Fail to add node to cluster

Hi Team, sorry about this really newbee question. I just fail to understand what the dependencies are for my current problem with Teleport OSS.

My aim is to create a single global Cluster with multiple Nodes from public and private end-points.

If there is any documentation that clearly discusses this - please guide me.

Setup a vanilla non-ssl 2-node connectivity between 2-nodes.

  1. Node-1 in AWS public network
  2. Node-2 in private network

I instantiated the teleport service on Node-1 and I am able to work with it all locally.
I am trying to add Node-2 to Node-1 cluster - and it’s failing miserably.

Steps I did:

  1. Create a node token on Node-1
tctl nodes add

Returns:

teleport start \
       --roles=node \
       --token=xxxxx24afebb36f67a770xxxxxxxxxx \
       --ca-pin=sha256:xxxxxxxxb6c91ce8a8312b186adaf0a9f206efce293e45403xxxxxxxxxxxxx \
       --auth-server=<Node-1>:3025 --insecure
  1. Run above command on Node-2
    Error:
ERRO [AUTH:1]    "Failed to retrieve client pool.
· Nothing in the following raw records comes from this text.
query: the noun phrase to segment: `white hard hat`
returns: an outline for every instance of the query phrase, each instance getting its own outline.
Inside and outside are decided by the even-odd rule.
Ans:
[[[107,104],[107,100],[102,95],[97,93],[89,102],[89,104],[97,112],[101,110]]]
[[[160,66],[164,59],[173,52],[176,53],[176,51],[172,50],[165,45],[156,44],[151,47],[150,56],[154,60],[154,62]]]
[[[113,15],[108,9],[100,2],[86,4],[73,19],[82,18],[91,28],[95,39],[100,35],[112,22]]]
Client cluster XXXX-01, target cluster YYYY-02, error:  \nERROR REPORT:\nOriginal Error: *trace.NotFoundError key /authorities/host/XXXX-01 is [..snip]
(*conn).serve\n\t/opt/go/src/runtime/asm_amd64.s:1358 runtime.goexit\nUser Message: key /authorities/host/XXXX-01 is not found\n." auth/middleware.go:170
ERRO [PROC:1]    "Node failed to establish connection to cluster: 404 page not found\n." time/sleep.go:149

Config File for Node-2

teleport:
  nodename: YYY-02
  data_dir: /var/lib/teleport
  auth_token: xxxxxxxx1da1c7b76f6e243957c3e18739c6d1c4a3xxxxxxxxx
  #  auth_servers:
  #- 127.0.0.1:3025
  log:
    output: stderr
    severity: INFO
  ca_pin: sha256:ca-pin-hash-goes-here
  #auth_service:
  #enabled: "yes"
  #listen_addr: 0.0.0.0:3025
  #tokens:
  #- proxy,node:5024e61da1c7b76f6e243957c3e18739c6d1c4a3f2ad88ed
  #license_file: /path/to/license-if-using-teleport-enterprise.pem
ssh_service:
  enabled: "yes"
  labels:
    db_role: master
    db_type: postgres
  commands:
  - name: hostname
    command: [/usr/bin/hostname]
    period: 1m0s
  - name: arch
    command: [/usr/bin/uname, -p]
    period: 1h0m0s
    #proxy_service:
    #enabled: "yes"
    #listen_addr: 0.0.0.0:3023
    #web_listen_addr: 0.0.0.0:3080
    #tunnel_listen_addr: 0.0.0.0:3024

It was as simple as deleting ‘/var/lib/teleport’ directory. If a previous instance was started, then it tries to use that data and fails.

This is resolved now.

Yes, this is a known issue if you regenerate the cert authority for your cluster (by reinstalling the auth server, for example)

We have a Github issue here tracking a fix for this - if it’s something you’d like to see implemented, please give it a +1 and comment.